Harrow emphasizes love as an avenue of purpose and liberation throughout the story. She shows how love can change the trajectory of a person’s life, and bring courage and direction to one’s decisions. Growing up, January feels abandoned by her father, so she looks for love and acceptance from Locke. She’s even willing to repress her adventurous personality to earn the love she craves. However, her continued loneliness leaves her trapped at Locke House without hope for the life of freedom and exploration she dreams about. In contrast, when January reads how much her parents loved her in The Ten Thousand Doors, she has a newfound sense of confidence and identity. Knowledge of love gives her courage to escape from Battleboro, and gives her life new direction: to find her parents.
Ade and Yule’s love for one another also provides an example of how love gives one empowerment and purpose.
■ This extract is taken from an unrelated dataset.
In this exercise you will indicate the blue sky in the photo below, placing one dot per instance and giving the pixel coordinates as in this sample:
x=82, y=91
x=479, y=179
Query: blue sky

For example, after falling in love at their brief meeting in Ade’s hayfield, both of their lives change. Ade devotes her youth to exploration in search of a Door back to Yule, and Yule spends his time studying languages and stories to hunt for a Door to Ade. A quest for love also guides Jane’s life. Similar to January, Jane feels abandoned as a child and disdained by the world because of her dark skin. She finds love and acceptance among the leopard women of the forest world, which empowers her to discover her purpose there as a huntress. These characters exemplify Harrow’s theme that love satisfies the basic human need for belonging and empowers one to find one’s purpose.
January’s relationship with Samuel offers another example of the empowering nature of love. While at the Zappia cabin, January feels afraid to love Samuel, since doing so would leave her vulnerable to abandonment and betrayal. She also questions whether her feelings for him are the True Love her parents had, or just a result of her desperate need for acceptance and a sense of belonging. However, Samuel’s love for January and belief in her power gives January the confidence she needs to reopen the Door in Arcadia and discover her ability as a word-worker. Later, once she realizes she does love Samuel, that love inspires her to write her story for Samuel in hopes of awakening his memory. Samuel’s love for January gives her courage to assert her true identity as a word-worker, and empowers her to find her parents and write her story. Harrow’s examples of love’s power in the novel underscore that everyone desires love and acceptance. Harrow shows the transformative power of love to bring courage, freedom, and purpose to one’s life.